I thought it would be very hard to top the production with the play I was seeing, with my friend from school, but Goodnight Oscar, turned out to be just as brilliant. I have always liked Oscar Levant,  and it turned out that Jan felt the same, and on the rare occasions I saw Will and Grace, I always enjoyed it, so seeing one of the American stars from that, capture a drug fuelled, psychotic episode on live TV,  morph into a beautiful rendition of Rhapsody in Blue, and back was both funny and very powerful.  Having seen my Grandma Jane sectioned, and given ECT, it also brought up unexpected memories from my childhood and the fear of mental health problems.   When I was at school I felt so much shame, first my Dad had left and also a "mad" grandmother, I hid so much.  But I also always felt relatively safe at schoool, but not safe enough to want to head to the school reunion, not yet a while yet they all seem so sucessful and sure.    And although I felt I had friends at school, I do not even seem to be on their radar, so whilst I would quite like to have some time with some of them, I am not up to meeting up yet.  However, I was very glad to be with a friend to see the production. 

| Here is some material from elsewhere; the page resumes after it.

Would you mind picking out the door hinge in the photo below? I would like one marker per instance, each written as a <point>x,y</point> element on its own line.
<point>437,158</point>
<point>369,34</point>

Then I finally got to see Cat Stevens, Yusuf, having missed him twice before.  Compared with the other productions, it could be said to have been a bit lacklustre, he is not the most charismatic story teller, but it is a tale worth hearing, about his lifelong search and his conversion to Islam.   But then there are the songs, which he put into context and sang as beautifully as he did all those years before.  En route, I found a beautiful mosque in Cambridge which Monty Don had visited for one of his TV shows, and I finally got to the National Horse Museum in Newmarket. I am sure that horseracing would be condemned by some of my friends, and having seen a horse put down the one time I actually went to a race,  I would not want to go again, but it was interesting to discover the history of the sport , to see the jockey club, Tattersalls, and of course meet some of the horses that stay in the museum.   I have never seen a horse reduced to sopiness before like a dog being rubbed.  It felt like a real escape to be in the sun, in Suffolk, but the Palace housing the art works, had been partly destroyed under Cromwell, so even this halcyon scene revealed the complexities of history.